La musique provient de la pièce attenante dont la porte est restée entrebâillée. Nous nous en approchons, et alors, nous est jeté à l'entendement le spectacle ci-joint. Magine-toi une vaste chambre qui devait être pourvue d'un lit haut qu'on a démonté pour n'en garder que le sommier et le matelas. Ceux-ci se trouvent au milieu du local. Tout autour, l'on a disposé des bancs et des chaises. Le sommier est donc devenu une sorte de ring qu'éclairent de fortes ampoules. Une dizaine de personnes, jeunes pour la plupart, occupent les sièges. Sur le pucier, tu trouves Alexandre-Benoît et Louisiana, sa ravissante conquête canadienne, exquise personne d'une vingtaine damnée, avec des cheveux châtains, des taches de son, un beau regard pur et des formes sur lesquelles le sculpteur le plus vétilleux trouverait rien à redire mais beaucoup à faire ! Un électrophone diffuse la musique annoncée à l'extérieur.

Juste qu'on commence à guigner, Bérurier prend la parole.
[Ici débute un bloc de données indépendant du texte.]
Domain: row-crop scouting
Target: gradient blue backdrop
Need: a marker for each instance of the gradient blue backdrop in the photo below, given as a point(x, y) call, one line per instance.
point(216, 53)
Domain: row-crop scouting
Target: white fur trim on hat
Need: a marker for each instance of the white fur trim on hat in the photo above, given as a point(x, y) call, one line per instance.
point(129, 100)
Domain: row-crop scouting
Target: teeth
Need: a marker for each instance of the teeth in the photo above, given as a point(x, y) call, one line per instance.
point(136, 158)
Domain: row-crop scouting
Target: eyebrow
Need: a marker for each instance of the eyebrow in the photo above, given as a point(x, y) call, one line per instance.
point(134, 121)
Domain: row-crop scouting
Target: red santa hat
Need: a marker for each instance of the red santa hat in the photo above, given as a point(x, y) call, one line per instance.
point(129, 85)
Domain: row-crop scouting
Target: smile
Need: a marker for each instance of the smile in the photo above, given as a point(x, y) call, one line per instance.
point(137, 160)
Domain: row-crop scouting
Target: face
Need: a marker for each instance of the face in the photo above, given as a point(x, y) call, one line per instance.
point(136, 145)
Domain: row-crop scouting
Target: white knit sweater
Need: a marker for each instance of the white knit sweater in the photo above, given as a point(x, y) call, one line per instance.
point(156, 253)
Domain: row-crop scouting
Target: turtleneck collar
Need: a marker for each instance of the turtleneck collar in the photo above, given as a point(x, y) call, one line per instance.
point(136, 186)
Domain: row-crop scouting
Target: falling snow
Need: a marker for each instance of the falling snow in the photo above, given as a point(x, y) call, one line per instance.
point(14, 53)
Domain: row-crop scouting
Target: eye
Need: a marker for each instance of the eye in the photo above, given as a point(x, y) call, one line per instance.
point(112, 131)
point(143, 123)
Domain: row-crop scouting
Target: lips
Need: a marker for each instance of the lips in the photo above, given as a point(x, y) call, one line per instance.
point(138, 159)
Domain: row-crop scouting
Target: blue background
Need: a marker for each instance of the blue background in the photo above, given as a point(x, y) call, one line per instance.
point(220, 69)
— Mes chers élèves, attaque le Dodu, pisque y' v'là tous réunis, j' vas commencer. Bien qu'étant né natif de Saint-Locdu, j'ai vivu la majorité d' mon temps à Paris et j' peux vous dire qu'en plus j'ai voyagegé à travers de toute la planète. A l'heure qu' j' vous cause, je croive pouvoir vous assurerer qu' je connais l'amour de fond en comble jusqu'à Z, ayant t'eu l'occasion d' tirer une quantité incroyab' d' gonzesses sous toutes les altitudes : des Noires, des Jaunes, des belles, des vioques et j'en passe. R'v'nant m'installer parmi vous, j' m'ai dit qu' je pouvais m' rend' utile aux jeunes d' mon pays en leur esposant les rudimentaires d' labrosse, pas qu'y passent pour des pommes à cidre quand t'est-ce y s'espatrillent à Pantruche, Rouen ou tout aut' capitale, sans causer d' l'étranger et des colonies d'out' mer. En amour, plus qu' dans les aut' disciplines, c' qu'un porte, c'est la manière. Av'c I'aimab' participante d' Mam'zelle Louisiana, qu'ici j' présente et qu'est une surdouée dont d' laquelle j'ai complété l'éducance par des cours assez lérés, j'vas entr' pende vot' formation, tant et si bien qu'un jour, quand vous f'rez r'luir à mort des gerces ou des julots, y vous demandreront si vous seriez pas de Saint-Locdu-le-Vieux, tellement qu' ça va d'viendre un centre d' baise réputé. Alors ouvrez vos étiquettes et vos calbombes, j'débute.